The other members of the group are also making the most of sunny interludes between showers of autumn rain. At a rooftop garden with views of the city's shimmering waterfront, where historic trading ships once bobbed with barrels of vintage from France and Spain, Katy Grant is collecting her dark berries from about fifty plants. "I love the smell of the grapevines. The scent is so reminiscent," she remarks, stopping with a basket of fruit resting on her shoulder. "It's the scent of southern France when you open the car windows on holiday."

Grant, 52, who has spent over two decades working for humanitarian organizations in war-torn regions, unexpectedly took over the grape garden when she returned to the United Kingdom from East Africa with her household in 2018. She felt an strong responsibility to maintain the vines in the yard of their new home. "This vineyard has already survived multiple proprietors," she says. "I deeply appreciate the idea of natural stewardship – of passing this on to future caretakers so they keep cultivating from this land."

Sloping Vineyards and Natural Winemaking

Nearby, the final two members of the collective are hard at work on the steep inclines of Avon Gorge. Jo Scofield has established over one hundred fifty vines perched on terraces in her wild half-acre garden, which descends towards the silty River Avon. "Visitors frequently express amazement," she says, indicating the interwoven vineyard. "It's astonishing to them they can see grapevine lines in a city street."

Currently, the filmmaker, sixty, is harvesting bunches of deep violet dark berries from rows of vines arranged along the hillside with the assistance of her daughter, her family member. Scofield, a documentary producer who has worked on streaming service's Great National Parks series and television network's gardening shows, was inspired to cultivate vines after seeing her neighbour's grapevines. She's discovered that hobbyists can make interesting, enjoyable traditional vintage, which can command prices of more than seven pounds a glass in the increasing quantity of establishments specialising in minimal-intervention vintages. "It is deeply rewarding that you can actually make good, traditional vintage," she says. "It's very on trend, but really it's reviving an traditional method of producing vintage."

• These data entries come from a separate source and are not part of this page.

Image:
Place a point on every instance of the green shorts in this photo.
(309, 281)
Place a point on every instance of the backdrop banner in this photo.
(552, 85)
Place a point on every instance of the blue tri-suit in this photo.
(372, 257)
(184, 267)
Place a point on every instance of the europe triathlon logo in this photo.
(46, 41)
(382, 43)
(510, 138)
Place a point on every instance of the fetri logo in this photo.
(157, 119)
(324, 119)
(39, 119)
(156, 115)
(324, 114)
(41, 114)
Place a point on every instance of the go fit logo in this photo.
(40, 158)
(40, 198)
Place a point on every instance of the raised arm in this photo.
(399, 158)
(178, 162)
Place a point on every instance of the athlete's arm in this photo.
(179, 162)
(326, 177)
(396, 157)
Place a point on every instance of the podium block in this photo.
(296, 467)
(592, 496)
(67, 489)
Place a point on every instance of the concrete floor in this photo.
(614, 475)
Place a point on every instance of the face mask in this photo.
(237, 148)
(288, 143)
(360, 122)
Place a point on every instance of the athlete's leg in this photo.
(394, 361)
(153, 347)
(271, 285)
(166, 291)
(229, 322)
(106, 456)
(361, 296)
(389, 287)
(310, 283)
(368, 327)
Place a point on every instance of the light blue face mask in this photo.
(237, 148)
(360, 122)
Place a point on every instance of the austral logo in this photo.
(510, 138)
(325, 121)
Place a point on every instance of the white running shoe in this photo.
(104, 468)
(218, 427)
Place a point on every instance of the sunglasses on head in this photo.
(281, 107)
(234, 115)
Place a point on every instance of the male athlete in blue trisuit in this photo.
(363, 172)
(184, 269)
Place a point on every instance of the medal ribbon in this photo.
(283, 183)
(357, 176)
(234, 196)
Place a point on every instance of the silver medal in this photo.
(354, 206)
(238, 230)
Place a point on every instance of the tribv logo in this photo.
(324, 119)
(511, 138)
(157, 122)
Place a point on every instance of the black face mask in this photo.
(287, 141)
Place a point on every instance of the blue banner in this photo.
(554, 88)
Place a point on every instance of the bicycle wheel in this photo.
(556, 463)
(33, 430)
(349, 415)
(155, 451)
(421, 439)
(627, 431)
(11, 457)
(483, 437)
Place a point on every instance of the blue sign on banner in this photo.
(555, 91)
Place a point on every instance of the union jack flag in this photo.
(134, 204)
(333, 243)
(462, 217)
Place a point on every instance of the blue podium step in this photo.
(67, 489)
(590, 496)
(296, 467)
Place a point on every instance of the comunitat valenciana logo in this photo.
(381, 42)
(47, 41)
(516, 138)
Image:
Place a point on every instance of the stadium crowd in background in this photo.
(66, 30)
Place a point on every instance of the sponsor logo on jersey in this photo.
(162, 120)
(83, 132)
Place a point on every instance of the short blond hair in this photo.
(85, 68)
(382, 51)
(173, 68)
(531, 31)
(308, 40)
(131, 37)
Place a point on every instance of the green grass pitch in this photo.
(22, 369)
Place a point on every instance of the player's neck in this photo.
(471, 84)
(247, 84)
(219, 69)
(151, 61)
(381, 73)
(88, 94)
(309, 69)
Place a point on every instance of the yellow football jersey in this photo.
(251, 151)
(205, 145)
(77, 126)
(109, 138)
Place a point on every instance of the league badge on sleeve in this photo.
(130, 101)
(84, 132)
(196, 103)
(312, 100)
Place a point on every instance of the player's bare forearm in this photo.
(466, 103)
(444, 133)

"When I tread the grapes, all the natural microorganisms are released from the surfaces into the juice," explains the winemaker, partially submerged in a bucket of tiny stems, pips and red liquid. "This represents how wines were historically produced, but commercial producers add preservatives to eliminate the natural cultures and then add a commercially produced culture."

Challenging Conditions and Creative Solutions

In the immediate vicinity active senior another cultivator, who motivated his neighbor to plant her vines, has assembled his companions to harvest white wine varieties from one hundred vines he has laid out neatly across multiple levels. Reeve, a northern English physical education instructor who taught at the local university developed a passion for viticulture on regular visits to Europe. However it is a difficult task to grow this particular variety in the humidity of the valley, with cooling tides sweeping in and out from the nearby estuary. "I aimed to produce French-style vintages here, which is a bit bonkers," says Reeve with a smile. "This variety is late to ripen and very sensitive to mildew."

"My goal was creating Burgundian wines here, which is rather ambitious"

The unpredictable local weather is not the only problem encountered by grape cultivators. The gardener has been compelled to install a barrier on

Linda Kelly
Linda Kelly

A tech enthusiast and gaming aficionado with over a decade of experience in digital media and content creation.